2) The media and companies target children in their advertising who then persuade their parents through pester power to buy more expensive items. This is particularly bad in the UK where there few legal restrictions on adverts aimed at children; in Sweden advertising aimed at children under 12 is illegal.
Overall Criticisms of Marxism
It’s too deterministic – it assumes people passively accept socialisation and family life, and that the future is pre-determined. There are plenty of families who reject the consumerist lifestyle and many families bring their children up to be independent thinkers.
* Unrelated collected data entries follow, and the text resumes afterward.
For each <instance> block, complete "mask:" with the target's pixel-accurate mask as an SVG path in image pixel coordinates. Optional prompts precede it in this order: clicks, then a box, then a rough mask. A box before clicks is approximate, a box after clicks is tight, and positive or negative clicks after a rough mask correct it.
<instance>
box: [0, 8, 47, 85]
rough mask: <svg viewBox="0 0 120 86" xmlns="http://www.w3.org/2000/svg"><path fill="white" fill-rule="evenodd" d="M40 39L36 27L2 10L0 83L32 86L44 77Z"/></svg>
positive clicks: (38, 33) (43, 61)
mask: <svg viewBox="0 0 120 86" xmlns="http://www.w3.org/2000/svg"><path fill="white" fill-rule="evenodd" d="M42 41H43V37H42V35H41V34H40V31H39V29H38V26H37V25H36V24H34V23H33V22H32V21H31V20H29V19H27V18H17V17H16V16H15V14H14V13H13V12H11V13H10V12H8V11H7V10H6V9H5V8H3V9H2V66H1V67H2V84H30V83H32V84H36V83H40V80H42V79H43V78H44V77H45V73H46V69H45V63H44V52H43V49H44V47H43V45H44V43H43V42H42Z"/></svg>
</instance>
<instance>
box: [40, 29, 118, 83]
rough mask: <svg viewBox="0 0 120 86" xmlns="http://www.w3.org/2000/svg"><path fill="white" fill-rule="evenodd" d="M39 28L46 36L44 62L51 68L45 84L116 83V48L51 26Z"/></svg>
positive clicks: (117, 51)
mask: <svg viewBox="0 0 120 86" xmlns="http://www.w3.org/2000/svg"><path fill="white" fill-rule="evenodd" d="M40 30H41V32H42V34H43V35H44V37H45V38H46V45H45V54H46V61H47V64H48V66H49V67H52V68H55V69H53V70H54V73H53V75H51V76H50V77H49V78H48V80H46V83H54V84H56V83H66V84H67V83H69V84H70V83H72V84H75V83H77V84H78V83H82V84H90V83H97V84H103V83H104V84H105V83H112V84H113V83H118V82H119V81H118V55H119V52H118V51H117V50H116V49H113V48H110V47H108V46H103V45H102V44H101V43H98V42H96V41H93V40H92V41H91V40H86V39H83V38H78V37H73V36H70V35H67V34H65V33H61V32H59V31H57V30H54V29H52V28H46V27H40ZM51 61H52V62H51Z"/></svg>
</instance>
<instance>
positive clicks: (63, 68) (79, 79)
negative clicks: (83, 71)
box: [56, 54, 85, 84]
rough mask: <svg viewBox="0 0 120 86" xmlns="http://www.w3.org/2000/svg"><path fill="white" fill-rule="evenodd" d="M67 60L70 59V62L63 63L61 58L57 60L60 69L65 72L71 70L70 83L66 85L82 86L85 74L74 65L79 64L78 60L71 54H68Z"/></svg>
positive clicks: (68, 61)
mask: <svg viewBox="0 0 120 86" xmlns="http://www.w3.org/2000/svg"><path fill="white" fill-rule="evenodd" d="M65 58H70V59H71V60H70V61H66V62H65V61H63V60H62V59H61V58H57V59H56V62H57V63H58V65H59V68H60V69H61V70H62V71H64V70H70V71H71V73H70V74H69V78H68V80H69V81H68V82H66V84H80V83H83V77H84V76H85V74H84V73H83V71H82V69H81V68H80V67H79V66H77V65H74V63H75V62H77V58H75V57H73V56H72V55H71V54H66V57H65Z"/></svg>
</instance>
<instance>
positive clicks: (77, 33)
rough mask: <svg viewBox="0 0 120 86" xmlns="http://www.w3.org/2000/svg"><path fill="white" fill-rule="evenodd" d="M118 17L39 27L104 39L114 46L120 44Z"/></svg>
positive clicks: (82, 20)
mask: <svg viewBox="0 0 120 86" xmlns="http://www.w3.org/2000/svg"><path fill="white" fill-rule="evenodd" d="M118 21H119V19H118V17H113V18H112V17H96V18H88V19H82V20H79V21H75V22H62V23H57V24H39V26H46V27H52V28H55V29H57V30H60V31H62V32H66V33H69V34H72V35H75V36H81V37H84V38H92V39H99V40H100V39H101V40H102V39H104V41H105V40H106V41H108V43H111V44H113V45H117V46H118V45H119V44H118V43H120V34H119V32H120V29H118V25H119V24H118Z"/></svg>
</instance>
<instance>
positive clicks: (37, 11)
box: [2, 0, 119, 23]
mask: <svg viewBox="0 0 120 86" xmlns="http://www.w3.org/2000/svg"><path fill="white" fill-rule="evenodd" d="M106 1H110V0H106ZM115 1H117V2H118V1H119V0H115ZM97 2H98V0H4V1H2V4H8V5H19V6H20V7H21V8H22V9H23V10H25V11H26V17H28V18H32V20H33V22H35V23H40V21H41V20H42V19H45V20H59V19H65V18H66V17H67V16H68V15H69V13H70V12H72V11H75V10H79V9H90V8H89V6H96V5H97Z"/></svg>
The Marxist perspective ignores family diversity in capitalist society, the nuclear family is no longer the main type of family. In fact, family breakdown may be better for Capitalism – as divorce is expensive and more money has to be spent on maintaining family relationships and later on forming new families.
Feminists argue that the Marxist focus on social class inequalities downplays the role of patriarchy, which is the real source of female oppression. Feminists would point out that sex inequalities exist within all families, irrespective of social class background.
Marxism ignores the benefits of nuclear family e.g. both parents support the children. The New Right point out that this is the most functional type of environment in which to raise children, and the nuclear family is found in most societies around the world, suggesting it is something people choose.